AI Is Only as Smart as Your Data Governance

With agentic AI playing an increasingly big part in operations, organizations need to set clear rules that allow AI agents to boost productivity while protecting critical data.

By: Dave Dimlich
President of SD3IT

Artificial intelligence is only as effective as the data it has to work with, and it’s only as reliable as the governance that keeps that data under control.

If organizations don’t carefully govern how AI agents access and use internal resources, they risk exposing proprietary information, mission-critical data or sensitive communications in ways they never intended. What they need is a highly visible, comprehensive strategy for access, data ownership and governance that sets guardrails not only for the data that agents have access to, but also for how they can use specific sets of data.

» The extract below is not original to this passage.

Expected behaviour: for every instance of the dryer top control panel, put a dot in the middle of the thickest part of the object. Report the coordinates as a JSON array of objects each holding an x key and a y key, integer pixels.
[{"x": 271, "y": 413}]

AI Agents Will Soon Be Everywhere

Agentic AI is quickly becoming ingrained in business functions, at a pace that many organizations might not be ready to manage. Gartner predicts that 40% of enterprise applications will feature task-specific AI agents by the end of 2026, up from less than 5% in 2025. And those agents are increasingly working with some of the most critical data that organizations possess. Research by McKinsey has found that, although instances of AI agents being embedded into specific business functions were initially rare, companies are making avid use of enterprise-wide copilots and chatbots—and introducing domain-specific agents in the process.

In many cases, AI doesn’t create new security problems, but it accelerates existing ones. And there are also risks that organizations might not have to worry about without AI.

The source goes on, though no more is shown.